I was glad we had the food, because the only other thing we had to offer was … me. And I figured that if I was on an enforced twelve-hundred-calorie-per-day diet, I’d choose a sweet or even a soyburger every time.

I was wrong. We were a smash everywhere we went.

We’d land, set up our defensive perimeters with the destroyers arrayed around the
Guardian
, and sweep into town like the circus train. If they had a big arena we’d set up in there. If they didn’t, we’d set up our covered stage and do the show outside. About half the time, it rained, but we didn’t cancel any shows because of that. The people were used to rain. I’d look out at a sea of yellow slickers. If there was a big storm, we sometimes had to postpone, but we never canceled, we just waited for it to blow over.

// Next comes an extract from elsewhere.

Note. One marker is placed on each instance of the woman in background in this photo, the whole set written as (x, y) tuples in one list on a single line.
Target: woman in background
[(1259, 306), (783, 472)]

I was safe and warm and dry behind my huge plexi bulletproof shield, which was also used to project special effects. I would stand there in my glitzy outfit, bathed in light, backed up by my band and towers of speakers, and look out over people huddling in the wind and rain, and listen to them roar their approval of my silly little songs. And I’d think,
What am I doing here?
Look at all those people in the rain and the wind and the mud, and they’re loving every minute. What must their lives be like
outside
this little island of glamour? In what way was this
better
?

I googled some of the songs of the Great Depression. For every “Brother, Can You Spare a Dime” there were ten like “Life is Just a Bowl of Cherries,” “We’re in the Money,” or “Let’s Have Another Cup of Coffee.” Total fantasies, and I guess that’s what you need when your life is grim. So we gave them all the fantasy I could dish out, and ended each concert with “Jazzie’s Song.” They were on their feet every time.